現在の本拠地がある大阪だけでなく、神戸でパレードを行ったのは27年ぶり。当時は阪神・淡路大震災があった95年に「がんばろうKOBE」を合言葉にリーグ優勝、96年に連覇を果たした。「(ファンは)もっと近かったですね。えらい近いところにいるなっていうのは思ってましたけど」。変わりゆく町並みを見つめながら、選手として参加した過去に思いをはせた。「全然まだ復興してなかったですから」。悲しい思いをした市民にとって、オリックスは復興のシンボルで、希望の光だった。

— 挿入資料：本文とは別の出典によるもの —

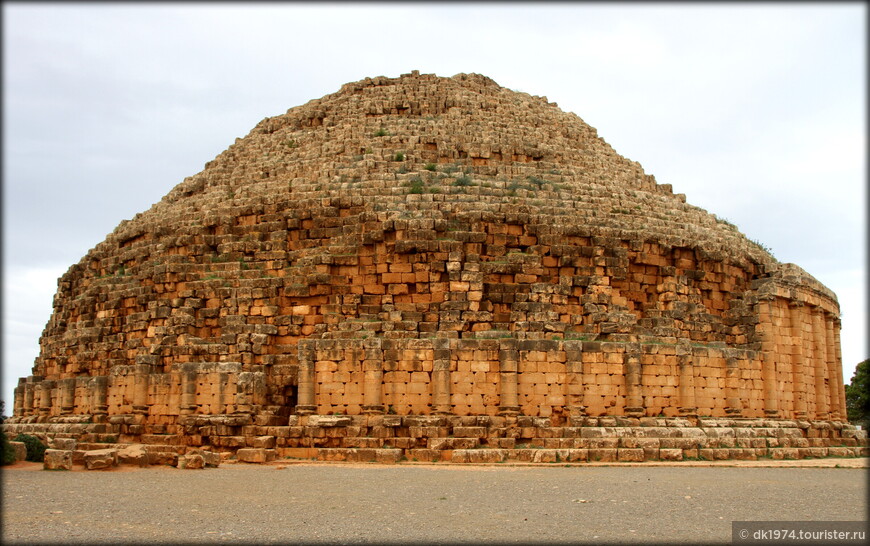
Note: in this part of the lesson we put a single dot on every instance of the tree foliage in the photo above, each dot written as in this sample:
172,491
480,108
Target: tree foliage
35,447
858,395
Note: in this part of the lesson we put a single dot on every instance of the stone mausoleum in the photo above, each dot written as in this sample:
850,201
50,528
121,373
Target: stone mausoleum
435,269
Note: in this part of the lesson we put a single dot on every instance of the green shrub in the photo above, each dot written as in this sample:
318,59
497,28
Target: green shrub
35,447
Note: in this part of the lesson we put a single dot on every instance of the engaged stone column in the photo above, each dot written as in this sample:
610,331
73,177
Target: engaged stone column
189,380
687,407
141,375
732,387
838,359
67,395
819,357
441,378
44,389
99,387
306,405
835,379
798,370
373,372
18,399
508,358
29,398
768,358
576,383
633,386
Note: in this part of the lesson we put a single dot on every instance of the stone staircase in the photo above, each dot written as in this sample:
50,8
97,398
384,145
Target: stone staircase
461,439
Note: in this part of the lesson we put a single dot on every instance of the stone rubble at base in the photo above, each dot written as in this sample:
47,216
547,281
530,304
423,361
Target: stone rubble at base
435,269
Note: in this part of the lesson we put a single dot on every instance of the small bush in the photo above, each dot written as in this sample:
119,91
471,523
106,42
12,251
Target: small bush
35,447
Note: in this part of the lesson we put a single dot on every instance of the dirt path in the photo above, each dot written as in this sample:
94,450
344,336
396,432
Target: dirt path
328,502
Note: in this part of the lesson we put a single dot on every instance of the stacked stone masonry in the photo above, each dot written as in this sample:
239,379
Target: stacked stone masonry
439,249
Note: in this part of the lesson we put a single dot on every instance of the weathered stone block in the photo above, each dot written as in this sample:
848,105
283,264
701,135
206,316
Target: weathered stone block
101,459
630,455
133,455
192,461
19,449
57,459
666,454
256,455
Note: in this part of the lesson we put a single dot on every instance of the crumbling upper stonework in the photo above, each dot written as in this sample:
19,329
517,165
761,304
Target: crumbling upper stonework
426,246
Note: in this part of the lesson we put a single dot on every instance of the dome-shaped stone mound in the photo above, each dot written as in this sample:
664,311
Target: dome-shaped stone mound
426,253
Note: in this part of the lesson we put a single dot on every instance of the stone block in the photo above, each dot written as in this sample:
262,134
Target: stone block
192,461
68,444
452,443
169,458
256,455
57,459
19,449
479,455
630,454
267,442
670,454
545,456
423,454
326,421
133,455
101,459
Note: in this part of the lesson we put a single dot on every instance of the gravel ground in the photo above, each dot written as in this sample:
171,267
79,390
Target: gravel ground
343,503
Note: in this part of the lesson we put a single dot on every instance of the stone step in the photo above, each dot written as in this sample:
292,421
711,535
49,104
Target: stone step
384,455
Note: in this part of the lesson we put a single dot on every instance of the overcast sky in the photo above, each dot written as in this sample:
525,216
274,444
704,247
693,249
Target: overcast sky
756,112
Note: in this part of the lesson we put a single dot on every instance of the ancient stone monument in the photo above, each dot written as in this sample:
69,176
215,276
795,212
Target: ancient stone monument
436,269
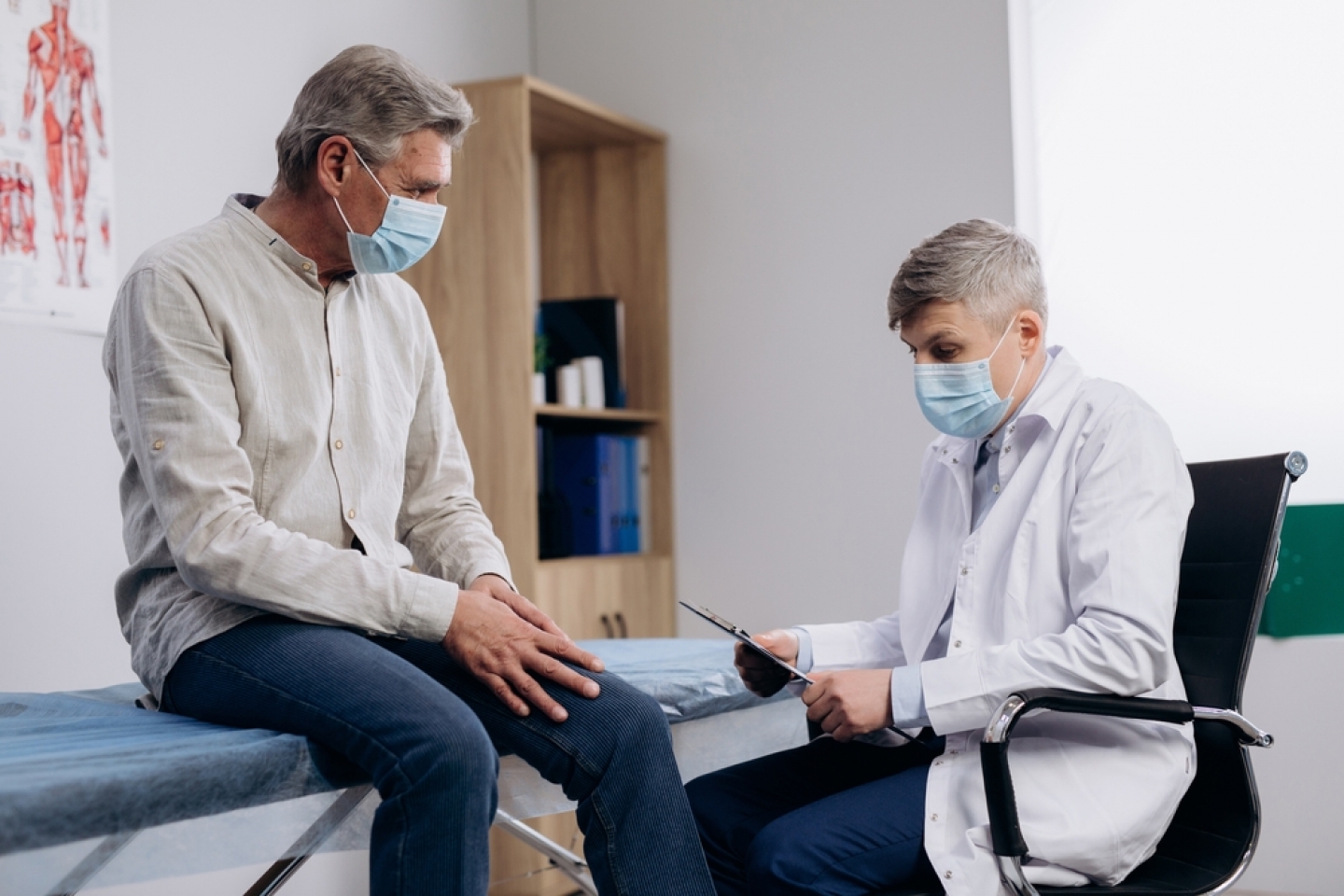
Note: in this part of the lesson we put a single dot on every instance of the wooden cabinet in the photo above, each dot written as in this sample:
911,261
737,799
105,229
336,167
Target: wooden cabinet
555,198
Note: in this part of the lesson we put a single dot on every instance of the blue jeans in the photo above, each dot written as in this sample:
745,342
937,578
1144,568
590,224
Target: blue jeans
821,819
429,735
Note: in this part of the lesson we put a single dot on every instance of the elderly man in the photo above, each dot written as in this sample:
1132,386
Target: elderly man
305,550
1044,553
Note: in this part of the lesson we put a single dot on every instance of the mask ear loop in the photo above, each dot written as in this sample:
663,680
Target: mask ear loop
1020,367
364,165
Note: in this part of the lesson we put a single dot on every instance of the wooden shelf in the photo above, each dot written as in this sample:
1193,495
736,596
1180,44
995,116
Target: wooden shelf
553,186
604,415
605,558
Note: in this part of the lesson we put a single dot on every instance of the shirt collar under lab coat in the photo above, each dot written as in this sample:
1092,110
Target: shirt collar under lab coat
1044,407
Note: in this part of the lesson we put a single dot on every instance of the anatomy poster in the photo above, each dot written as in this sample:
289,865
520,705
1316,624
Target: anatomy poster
57,262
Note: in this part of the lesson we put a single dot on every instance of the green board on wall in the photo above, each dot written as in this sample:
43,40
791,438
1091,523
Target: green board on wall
1308,593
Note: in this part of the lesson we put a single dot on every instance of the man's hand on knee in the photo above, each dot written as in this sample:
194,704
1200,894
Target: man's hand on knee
504,651
500,590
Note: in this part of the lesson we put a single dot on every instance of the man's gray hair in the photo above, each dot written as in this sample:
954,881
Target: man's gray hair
991,268
374,97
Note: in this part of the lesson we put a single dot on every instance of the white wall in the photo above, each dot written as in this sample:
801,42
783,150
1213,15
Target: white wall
811,147
201,89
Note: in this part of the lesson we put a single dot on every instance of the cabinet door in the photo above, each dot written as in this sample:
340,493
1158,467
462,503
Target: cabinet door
608,596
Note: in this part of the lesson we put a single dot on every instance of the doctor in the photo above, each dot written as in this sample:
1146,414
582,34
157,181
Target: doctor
1044,553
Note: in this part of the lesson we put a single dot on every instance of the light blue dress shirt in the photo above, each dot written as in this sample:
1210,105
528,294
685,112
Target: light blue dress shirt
907,703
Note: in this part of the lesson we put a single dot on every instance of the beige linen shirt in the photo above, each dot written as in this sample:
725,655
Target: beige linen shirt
266,422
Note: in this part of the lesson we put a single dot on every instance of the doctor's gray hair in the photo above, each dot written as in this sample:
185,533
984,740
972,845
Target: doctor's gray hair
372,95
991,268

立場は変わり、新たな感情も芽生えた。「選手の時ともまた違いますし、熱いですね。またやりたいですよね。本当にいい経験になりますよ」。指揮官として成し遂げたオリックス初の3連覇。屈託のない笑顔を見せる愛弟子たちとともに4連覇へ。「ぜひやりたいと思います。パレードもやりたいと思いますので、頑張ります」。大歓声をくれたファンへ、まだまだ見せたい景色がある。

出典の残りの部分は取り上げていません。